Иван Денисович не считает грехом подработать, услуживая товарищам по бараку: сшить богатому бригаднику чехол на рукавички или в посылочную за Цезаря Марковича постоять – тут его труд, его руки, его расторопность, и стыда в этом нет. Но, получая для Цезаря посылку, он не выпрашивает у него свою долю и даже не завидует ему. Это уже больше, чем просто выжить, выжить любой ценою. «Но он не был шакал даже после восьми лет общих работ, – говорит о нем автор, – и чем дальше, тем крепче утверждался». Слово «утверждался» не требует тут дополнений – «утверждался» не в чем-то одном, а в общем своем отношении к жизни.
И это при том, что Шухов слишком хорошо знает цену пайке хлеба и теплой одежде и поневоле постоянно привязан мыслями к тому, как бы не пропал припрятанный им в матрасе кусок или как удобнее приспособить на лицо «тряпочку с рубезочками», чтобы не обморозиться на ходу.
Конечно, все эти заботы легко можно счесть прозаическими, мелкими и высокомерно пожурить Ивана Денисовича за узость его кругозора и за то, что интересы его не простираются дальше лишней миски баланды и жажды тепла. Можно, уподобившись птицам небесным, которые не сеют, не жнут, а сыты бывают, презирать в душе разговоры о голоде, холоде, пайке хлеба, о какой-то тряпочке с рубезочками, о магаре.

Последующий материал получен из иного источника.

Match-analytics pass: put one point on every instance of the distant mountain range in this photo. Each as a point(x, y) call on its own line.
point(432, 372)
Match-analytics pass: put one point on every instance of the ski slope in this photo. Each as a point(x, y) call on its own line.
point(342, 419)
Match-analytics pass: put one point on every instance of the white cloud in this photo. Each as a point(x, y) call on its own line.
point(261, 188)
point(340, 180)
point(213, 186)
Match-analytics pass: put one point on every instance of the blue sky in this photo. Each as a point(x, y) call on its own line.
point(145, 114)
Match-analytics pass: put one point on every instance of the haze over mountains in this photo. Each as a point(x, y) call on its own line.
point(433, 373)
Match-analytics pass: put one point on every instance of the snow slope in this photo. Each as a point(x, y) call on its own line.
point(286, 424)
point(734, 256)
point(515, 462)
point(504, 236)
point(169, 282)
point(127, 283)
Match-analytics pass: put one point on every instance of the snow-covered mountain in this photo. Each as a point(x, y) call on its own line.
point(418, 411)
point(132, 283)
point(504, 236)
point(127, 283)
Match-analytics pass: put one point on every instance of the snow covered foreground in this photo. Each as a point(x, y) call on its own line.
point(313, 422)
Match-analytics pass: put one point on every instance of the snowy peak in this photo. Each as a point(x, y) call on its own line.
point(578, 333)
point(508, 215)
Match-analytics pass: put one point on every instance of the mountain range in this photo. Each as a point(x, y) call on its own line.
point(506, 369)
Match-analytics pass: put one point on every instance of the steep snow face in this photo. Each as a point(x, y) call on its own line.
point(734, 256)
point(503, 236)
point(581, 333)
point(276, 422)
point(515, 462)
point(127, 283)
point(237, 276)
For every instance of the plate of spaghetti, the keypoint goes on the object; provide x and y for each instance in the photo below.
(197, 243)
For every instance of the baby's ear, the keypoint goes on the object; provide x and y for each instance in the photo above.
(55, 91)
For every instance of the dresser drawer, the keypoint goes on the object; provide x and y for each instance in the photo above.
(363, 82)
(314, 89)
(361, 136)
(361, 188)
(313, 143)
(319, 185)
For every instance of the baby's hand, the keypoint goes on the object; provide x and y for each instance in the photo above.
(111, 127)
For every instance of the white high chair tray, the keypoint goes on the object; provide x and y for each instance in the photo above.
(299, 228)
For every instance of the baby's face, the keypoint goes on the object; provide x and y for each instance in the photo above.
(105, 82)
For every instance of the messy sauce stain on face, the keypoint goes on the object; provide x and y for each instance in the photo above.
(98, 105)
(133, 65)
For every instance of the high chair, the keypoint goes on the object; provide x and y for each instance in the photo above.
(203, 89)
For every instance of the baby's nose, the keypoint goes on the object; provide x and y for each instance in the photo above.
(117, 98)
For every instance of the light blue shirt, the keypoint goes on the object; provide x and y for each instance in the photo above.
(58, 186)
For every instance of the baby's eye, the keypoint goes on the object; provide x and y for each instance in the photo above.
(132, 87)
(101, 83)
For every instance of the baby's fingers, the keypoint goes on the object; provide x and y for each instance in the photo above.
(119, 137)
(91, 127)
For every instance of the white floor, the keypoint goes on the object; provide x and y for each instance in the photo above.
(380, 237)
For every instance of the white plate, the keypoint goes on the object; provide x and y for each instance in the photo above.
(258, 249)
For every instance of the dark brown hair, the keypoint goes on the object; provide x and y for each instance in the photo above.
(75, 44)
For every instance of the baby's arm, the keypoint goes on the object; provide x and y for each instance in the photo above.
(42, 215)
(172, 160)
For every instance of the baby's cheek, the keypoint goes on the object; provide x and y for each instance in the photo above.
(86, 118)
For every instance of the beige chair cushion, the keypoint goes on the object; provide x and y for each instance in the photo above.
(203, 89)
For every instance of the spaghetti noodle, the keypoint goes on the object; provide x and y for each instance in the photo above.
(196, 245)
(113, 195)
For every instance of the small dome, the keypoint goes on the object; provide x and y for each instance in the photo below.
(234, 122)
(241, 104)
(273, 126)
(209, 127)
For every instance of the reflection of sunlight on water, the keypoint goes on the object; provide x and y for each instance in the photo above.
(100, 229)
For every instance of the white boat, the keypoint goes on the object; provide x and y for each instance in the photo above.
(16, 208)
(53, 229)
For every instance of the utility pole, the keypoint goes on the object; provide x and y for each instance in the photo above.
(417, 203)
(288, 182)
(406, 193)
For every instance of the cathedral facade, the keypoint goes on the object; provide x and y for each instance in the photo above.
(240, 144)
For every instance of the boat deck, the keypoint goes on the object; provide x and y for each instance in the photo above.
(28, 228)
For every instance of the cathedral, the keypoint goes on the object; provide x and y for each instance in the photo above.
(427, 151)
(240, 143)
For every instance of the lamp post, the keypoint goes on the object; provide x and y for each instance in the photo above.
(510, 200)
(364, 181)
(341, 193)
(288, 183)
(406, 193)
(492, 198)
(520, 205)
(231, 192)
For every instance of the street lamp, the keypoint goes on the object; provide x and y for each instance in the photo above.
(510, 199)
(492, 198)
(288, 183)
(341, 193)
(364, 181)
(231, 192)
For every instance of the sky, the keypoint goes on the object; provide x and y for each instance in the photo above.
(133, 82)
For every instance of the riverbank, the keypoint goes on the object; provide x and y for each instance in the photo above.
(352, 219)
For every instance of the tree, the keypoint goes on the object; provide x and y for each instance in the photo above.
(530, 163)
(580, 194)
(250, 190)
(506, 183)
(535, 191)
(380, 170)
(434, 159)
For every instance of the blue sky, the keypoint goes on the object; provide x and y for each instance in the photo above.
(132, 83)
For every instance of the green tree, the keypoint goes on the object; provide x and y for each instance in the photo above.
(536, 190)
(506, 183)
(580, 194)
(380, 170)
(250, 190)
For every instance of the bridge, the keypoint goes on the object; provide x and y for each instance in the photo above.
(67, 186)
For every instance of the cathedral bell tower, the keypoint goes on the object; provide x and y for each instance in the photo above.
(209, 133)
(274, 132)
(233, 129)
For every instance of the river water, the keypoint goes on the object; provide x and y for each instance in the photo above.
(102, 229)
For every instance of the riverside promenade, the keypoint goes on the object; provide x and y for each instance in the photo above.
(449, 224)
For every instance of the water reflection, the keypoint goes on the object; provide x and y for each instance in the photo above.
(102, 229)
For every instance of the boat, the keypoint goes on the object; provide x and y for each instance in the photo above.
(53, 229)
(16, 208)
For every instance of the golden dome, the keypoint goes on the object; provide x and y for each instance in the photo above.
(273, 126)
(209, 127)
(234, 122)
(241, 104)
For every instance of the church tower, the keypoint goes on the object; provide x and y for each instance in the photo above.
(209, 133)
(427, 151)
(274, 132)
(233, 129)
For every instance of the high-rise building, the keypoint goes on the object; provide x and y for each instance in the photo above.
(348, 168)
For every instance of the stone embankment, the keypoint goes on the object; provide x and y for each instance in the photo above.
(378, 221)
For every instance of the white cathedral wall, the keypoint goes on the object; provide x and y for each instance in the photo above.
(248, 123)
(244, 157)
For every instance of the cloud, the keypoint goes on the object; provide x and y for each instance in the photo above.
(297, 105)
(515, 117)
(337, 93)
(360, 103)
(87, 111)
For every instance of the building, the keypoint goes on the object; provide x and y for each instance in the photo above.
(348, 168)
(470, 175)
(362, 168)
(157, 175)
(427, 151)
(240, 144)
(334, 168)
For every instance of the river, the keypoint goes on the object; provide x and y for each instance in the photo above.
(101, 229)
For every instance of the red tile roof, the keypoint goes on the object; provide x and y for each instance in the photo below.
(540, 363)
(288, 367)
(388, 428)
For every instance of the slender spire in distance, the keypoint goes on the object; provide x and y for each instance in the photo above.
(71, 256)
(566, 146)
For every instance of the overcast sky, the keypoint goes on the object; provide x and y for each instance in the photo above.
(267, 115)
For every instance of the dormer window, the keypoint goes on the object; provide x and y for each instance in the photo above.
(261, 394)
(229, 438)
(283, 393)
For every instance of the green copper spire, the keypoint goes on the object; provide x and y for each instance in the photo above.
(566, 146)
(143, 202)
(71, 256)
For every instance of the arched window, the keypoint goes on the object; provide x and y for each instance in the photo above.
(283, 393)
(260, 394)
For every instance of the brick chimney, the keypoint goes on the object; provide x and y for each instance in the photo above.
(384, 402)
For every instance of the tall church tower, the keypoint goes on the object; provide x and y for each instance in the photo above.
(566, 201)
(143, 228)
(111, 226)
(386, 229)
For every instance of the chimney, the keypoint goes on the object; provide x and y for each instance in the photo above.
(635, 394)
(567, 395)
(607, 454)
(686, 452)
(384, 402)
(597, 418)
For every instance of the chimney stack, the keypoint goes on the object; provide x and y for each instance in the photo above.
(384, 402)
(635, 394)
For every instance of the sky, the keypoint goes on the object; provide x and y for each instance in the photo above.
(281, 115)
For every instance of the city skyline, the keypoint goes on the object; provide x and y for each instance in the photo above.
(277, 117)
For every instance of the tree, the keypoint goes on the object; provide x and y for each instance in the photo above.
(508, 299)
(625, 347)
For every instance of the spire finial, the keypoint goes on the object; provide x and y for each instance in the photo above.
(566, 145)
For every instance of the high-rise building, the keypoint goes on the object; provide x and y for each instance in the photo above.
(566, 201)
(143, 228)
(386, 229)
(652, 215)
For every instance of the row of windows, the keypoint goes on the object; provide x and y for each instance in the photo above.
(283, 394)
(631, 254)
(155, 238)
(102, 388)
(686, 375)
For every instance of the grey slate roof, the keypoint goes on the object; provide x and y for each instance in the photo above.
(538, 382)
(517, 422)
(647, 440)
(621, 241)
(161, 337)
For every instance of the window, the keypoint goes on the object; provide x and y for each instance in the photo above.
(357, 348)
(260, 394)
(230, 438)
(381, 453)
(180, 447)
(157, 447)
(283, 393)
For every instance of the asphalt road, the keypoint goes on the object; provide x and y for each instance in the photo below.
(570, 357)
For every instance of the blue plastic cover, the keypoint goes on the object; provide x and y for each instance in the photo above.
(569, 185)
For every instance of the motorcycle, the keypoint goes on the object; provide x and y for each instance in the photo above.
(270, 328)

Можно, не ведаясь с такими бедами, как недоедание, недосыпание, пронизывающий до костей холод, относиться к этому слегка брезгливо: зачем вспоминать о неприятном – давайте говорить о высоком, о жизни духа, о сознательности… Но чего стоит такое фальшивое идеальничанье? И не кажется ли оно смешным перед мужественной правдой и большой идейностью повести Солженицына?